Click here for some official definitions of ingredients in pet food. The websites of many high quality pet foods include detailed information on the ingredients used in their products. Wellness, for example, has a detailed ingredients dictionary on its site.

Now, to your questions...

If stranded on a desert island assuming there is no regular food drop sponsored by a reclusive billionaire ex-arms dealer who decided to atone for his actions and help humanity, it's ok to share your dinner with Fido. Just be sure to follow basic canine food safety rules. Trim away excess fat from the wild boar and don't give Fido bones, chocolate or seeds, stems or leaves from fruits or vegetables. Click here for more food safety information.

For dealing with natural disasters....

Whether you live in Miami or Maine, every pet in your household should have his own emergency kit. Use an extra crate or pet carrier to hold the supplies. Clearly label the container with your pet’s name, your name and contact information and your veterinarian’s phone number.

Each emergency kit should include:
  • A current photo of the pet
  • Veterinary records including vaccination history
  • Species appropriate first aid manual and kit
  • A seven day supply of food and treats to minimize stress during a difficult situation. Changing food on the fly can cause stomach upset. If Fido eats canned food, pack a manual can opener.
  • A seven day supply of water and medicine. Pack copies of any prescriptions.
  • Poop bags
  • Blanket and a favorite toy
  • Leash and harness
  • Food and water bowls
Your pet should ALWAYS be wearing an identification tag with legible, current information and have a microchip. Click here for additional information on disaster preparedness.
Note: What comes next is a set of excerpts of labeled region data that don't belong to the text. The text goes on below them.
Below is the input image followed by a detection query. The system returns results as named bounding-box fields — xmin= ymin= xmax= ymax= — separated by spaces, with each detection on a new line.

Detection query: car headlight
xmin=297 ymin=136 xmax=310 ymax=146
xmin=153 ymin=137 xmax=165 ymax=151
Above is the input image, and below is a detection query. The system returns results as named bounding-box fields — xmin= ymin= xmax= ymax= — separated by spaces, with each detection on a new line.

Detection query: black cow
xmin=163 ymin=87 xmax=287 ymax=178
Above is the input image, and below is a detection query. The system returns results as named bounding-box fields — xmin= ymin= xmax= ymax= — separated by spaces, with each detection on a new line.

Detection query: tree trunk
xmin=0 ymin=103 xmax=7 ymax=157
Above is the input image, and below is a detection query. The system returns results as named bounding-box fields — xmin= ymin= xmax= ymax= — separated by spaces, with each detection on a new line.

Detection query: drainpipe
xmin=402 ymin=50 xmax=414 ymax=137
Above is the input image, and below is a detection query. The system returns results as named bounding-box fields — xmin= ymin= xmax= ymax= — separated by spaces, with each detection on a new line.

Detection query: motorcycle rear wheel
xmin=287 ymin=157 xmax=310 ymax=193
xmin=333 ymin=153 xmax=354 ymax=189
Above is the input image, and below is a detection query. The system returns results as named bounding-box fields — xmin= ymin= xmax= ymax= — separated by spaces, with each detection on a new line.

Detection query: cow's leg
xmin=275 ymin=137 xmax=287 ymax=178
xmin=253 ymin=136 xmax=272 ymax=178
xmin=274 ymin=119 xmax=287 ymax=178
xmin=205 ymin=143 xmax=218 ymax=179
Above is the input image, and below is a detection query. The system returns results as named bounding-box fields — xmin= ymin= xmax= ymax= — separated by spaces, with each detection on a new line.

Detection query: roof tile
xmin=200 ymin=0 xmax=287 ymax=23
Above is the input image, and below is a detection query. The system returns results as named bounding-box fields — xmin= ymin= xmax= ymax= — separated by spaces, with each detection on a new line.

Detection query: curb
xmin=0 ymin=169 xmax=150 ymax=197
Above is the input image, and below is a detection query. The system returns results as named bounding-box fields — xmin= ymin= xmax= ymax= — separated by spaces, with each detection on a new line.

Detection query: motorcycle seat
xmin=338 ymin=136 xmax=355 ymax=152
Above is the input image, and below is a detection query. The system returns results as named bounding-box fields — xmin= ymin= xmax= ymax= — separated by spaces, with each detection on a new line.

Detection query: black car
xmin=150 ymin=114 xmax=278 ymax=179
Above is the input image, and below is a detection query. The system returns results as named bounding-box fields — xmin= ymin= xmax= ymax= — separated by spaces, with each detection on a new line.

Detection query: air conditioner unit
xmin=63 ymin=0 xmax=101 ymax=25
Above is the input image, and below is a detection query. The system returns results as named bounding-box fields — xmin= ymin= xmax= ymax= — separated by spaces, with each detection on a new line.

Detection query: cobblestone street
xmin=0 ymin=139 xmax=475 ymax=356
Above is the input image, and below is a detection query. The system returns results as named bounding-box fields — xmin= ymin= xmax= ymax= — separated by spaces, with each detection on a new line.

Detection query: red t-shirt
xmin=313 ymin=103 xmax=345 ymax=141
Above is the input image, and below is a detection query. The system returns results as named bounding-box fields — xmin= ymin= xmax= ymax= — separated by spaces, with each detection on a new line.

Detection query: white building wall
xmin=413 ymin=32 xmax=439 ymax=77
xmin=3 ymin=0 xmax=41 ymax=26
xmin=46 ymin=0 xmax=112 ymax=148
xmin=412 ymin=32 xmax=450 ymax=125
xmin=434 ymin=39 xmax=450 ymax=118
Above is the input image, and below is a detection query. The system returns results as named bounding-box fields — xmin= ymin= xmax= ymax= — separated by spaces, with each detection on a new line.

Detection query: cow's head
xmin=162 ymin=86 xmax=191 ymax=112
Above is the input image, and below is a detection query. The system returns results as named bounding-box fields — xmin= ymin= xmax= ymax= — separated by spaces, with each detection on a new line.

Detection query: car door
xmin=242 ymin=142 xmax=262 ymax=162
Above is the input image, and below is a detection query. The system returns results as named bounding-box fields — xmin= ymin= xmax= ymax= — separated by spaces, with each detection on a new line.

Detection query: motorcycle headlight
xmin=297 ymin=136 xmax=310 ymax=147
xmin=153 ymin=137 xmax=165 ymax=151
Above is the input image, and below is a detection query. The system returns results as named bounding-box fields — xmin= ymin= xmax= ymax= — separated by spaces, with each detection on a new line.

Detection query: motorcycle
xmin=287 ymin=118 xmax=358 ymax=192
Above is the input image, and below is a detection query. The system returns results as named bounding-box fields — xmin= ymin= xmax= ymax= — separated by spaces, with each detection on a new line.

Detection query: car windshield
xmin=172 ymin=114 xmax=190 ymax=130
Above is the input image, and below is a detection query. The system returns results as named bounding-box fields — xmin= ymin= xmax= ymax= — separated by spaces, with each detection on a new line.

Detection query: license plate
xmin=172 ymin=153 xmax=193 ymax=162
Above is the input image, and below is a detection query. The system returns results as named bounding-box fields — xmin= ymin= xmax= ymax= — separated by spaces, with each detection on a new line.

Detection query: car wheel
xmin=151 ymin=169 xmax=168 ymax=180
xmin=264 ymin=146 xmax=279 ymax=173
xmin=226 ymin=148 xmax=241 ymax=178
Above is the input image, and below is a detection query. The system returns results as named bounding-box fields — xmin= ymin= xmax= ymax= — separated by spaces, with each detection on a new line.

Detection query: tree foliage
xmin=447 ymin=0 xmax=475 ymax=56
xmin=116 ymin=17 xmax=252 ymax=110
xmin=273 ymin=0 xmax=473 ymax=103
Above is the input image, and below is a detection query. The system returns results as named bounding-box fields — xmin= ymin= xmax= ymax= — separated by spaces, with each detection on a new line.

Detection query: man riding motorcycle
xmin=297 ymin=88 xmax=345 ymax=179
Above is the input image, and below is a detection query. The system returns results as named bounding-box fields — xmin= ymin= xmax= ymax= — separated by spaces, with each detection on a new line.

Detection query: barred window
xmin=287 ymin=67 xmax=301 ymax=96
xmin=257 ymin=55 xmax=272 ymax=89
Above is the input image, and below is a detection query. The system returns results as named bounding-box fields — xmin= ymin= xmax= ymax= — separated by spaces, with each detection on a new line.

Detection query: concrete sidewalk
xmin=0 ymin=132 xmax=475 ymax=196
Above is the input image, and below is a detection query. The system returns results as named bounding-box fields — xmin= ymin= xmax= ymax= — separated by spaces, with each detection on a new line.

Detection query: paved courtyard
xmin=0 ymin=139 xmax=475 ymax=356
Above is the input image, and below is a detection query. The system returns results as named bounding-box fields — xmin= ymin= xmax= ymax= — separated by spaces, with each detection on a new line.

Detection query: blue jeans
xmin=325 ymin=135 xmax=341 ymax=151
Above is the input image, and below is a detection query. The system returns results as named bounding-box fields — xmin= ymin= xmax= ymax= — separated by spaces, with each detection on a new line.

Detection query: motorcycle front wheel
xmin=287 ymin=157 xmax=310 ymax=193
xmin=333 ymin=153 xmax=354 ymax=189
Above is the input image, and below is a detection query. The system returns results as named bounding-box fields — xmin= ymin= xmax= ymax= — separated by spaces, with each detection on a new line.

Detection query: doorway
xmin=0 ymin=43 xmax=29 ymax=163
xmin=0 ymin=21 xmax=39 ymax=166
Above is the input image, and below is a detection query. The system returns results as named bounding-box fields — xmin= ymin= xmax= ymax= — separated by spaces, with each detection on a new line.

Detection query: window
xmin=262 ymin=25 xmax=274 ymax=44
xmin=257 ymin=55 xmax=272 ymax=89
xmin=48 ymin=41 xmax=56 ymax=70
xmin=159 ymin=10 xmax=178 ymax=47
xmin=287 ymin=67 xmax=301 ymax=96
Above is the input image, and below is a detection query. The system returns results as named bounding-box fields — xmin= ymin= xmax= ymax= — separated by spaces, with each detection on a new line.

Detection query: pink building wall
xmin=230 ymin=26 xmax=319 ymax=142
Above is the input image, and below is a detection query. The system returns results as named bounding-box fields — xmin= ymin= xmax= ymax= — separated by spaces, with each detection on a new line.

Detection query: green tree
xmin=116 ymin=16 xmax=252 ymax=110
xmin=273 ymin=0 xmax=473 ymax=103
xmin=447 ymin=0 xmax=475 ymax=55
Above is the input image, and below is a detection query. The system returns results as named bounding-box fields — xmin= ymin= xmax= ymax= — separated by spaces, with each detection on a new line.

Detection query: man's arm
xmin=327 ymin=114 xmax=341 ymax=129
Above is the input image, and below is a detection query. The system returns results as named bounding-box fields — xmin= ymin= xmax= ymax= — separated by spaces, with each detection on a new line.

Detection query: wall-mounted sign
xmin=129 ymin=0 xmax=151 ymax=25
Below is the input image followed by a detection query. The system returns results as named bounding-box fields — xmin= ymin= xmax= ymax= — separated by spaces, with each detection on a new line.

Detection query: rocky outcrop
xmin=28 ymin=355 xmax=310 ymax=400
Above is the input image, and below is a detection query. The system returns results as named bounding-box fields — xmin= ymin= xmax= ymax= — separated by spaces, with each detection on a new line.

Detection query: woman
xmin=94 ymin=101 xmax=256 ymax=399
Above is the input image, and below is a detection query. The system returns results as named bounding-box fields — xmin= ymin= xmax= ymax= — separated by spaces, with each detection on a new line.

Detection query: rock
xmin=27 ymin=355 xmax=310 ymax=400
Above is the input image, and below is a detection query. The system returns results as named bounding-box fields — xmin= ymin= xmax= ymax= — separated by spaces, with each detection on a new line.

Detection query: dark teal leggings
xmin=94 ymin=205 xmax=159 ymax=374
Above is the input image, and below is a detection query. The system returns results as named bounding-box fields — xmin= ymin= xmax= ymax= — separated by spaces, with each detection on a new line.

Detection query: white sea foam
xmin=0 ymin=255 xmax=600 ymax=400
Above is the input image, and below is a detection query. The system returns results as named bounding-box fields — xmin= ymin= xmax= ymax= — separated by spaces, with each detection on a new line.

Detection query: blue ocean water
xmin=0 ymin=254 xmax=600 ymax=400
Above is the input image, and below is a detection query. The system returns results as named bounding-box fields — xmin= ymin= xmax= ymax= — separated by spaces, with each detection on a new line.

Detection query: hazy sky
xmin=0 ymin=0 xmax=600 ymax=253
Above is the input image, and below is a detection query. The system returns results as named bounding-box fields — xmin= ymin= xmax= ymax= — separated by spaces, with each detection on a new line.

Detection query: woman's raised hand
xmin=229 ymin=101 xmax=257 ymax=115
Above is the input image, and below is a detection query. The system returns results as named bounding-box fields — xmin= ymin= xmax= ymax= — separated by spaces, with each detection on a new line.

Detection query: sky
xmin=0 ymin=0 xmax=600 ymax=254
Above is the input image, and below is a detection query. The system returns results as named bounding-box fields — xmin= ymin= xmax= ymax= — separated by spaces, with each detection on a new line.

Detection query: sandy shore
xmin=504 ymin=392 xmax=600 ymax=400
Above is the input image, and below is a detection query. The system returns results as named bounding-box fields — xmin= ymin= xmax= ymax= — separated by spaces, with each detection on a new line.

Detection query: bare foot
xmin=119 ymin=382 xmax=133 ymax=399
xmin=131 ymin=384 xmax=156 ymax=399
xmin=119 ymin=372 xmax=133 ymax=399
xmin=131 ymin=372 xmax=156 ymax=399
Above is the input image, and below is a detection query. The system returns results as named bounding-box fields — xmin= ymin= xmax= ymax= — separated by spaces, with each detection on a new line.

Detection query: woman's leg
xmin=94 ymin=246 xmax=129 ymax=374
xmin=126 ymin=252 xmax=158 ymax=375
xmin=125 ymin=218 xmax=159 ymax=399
  1. Raw bones would be fine on the island, but not cooked! :D
    Also, things like 'bone meal' are fine in foods low in the ingredient list b/c they can boost calcium.

    Some of the healthiest dogs are on raw feeding with bones included! :D Those island dogs would do great!
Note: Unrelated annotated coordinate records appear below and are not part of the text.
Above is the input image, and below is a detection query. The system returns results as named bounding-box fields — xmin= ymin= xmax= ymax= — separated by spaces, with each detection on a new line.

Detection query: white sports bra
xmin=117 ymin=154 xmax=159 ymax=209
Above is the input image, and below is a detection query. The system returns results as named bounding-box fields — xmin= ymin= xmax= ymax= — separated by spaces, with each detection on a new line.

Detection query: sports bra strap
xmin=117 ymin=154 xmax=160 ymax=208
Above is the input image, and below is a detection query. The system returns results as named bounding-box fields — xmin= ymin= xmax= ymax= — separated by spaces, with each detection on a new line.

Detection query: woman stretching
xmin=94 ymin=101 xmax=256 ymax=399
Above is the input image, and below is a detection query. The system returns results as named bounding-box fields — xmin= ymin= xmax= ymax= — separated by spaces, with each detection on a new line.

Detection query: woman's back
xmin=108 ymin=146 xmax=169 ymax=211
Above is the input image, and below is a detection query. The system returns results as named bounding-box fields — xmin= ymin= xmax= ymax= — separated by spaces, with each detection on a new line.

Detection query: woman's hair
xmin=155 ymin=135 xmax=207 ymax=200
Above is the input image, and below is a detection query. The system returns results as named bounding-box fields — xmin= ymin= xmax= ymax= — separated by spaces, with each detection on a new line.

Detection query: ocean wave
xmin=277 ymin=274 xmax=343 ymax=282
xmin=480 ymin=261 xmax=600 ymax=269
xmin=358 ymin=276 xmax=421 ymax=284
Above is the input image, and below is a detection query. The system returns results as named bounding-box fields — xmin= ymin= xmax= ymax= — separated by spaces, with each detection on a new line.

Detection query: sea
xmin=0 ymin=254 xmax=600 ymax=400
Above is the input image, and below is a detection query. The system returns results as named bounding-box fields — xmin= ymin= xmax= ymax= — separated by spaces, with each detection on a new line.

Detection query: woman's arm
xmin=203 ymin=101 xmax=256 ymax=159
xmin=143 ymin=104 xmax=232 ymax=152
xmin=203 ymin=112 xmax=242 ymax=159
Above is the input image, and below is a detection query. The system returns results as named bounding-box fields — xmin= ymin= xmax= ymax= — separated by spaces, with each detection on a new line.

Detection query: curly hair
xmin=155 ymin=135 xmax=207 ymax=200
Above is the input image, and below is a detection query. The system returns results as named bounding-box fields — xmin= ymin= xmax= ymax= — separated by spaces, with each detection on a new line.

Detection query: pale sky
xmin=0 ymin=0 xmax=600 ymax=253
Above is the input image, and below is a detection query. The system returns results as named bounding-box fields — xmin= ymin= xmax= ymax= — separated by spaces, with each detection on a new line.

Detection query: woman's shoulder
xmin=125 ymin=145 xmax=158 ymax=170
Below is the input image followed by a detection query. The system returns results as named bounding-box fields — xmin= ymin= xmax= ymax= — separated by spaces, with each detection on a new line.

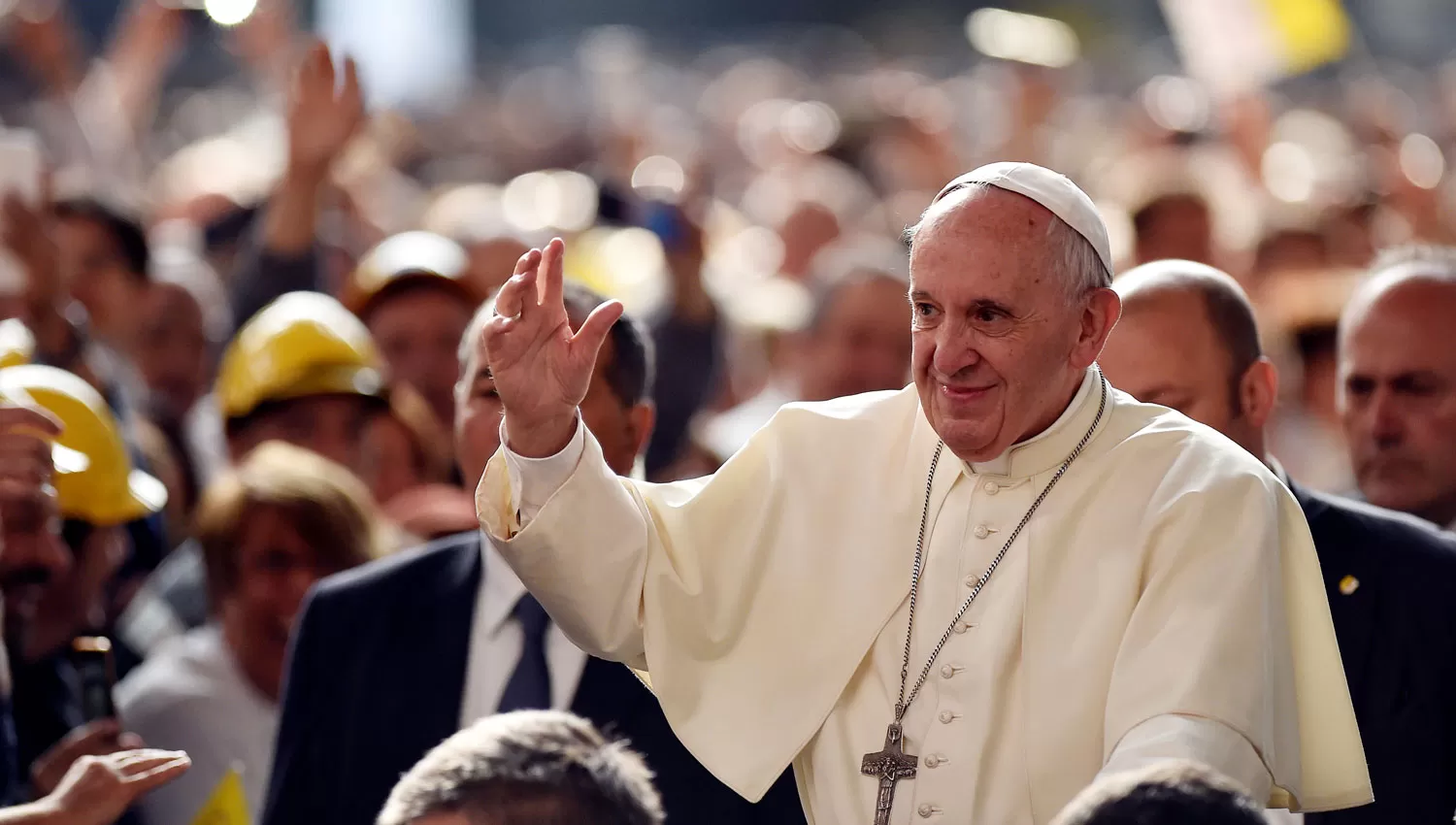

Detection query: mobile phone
xmin=72 ymin=636 xmax=116 ymax=722
xmin=0 ymin=129 xmax=43 ymax=207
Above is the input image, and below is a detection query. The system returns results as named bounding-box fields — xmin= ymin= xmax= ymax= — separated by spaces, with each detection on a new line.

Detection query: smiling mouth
xmin=941 ymin=384 xmax=992 ymax=402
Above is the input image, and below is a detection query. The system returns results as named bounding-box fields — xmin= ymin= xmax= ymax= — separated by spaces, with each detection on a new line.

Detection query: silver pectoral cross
xmin=859 ymin=722 xmax=916 ymax=825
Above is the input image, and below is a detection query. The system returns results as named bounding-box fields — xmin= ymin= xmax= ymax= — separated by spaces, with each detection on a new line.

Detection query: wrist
xmin=506 ymin=409 xmax=577 ymax=458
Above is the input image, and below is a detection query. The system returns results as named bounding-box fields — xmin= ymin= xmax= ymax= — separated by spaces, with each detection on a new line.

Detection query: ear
xmin=1240 ymin=358 xmax=1278 ymax=428
xmin=628 ymin=402 xmax=657 ymax=455
xmin=1072 ymin=286 xmax=1123 ymax=370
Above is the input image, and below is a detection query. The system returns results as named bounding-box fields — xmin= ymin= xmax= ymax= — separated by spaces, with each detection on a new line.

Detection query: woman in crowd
xmin=116 ymin=443 xmax=379 ymax=825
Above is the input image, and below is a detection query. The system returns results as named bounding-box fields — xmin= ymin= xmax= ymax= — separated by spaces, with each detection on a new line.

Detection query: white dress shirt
xmin=501 ymin=381 xmax=1273 ymax=825
xmin=460 ymin=536 xmax=587 ymax=728
xmin=116 ymin=624 xmax=279 ymax=825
  2. The problem with "meat meal" and "meat and bone meal" is that they are rendered from unspecified animals. For instance, the AAFCO definitions state that the rendered tissue and or bones can come from a "mammal" -- we have no idea which mammal, where it came from or how/why it died. Way too sketchy for us.

    Jill's dog eats a raw food diet (supplemented with kibble) but the bones are crushed up into the food so there's (virtually) no danger of choking or obstruction.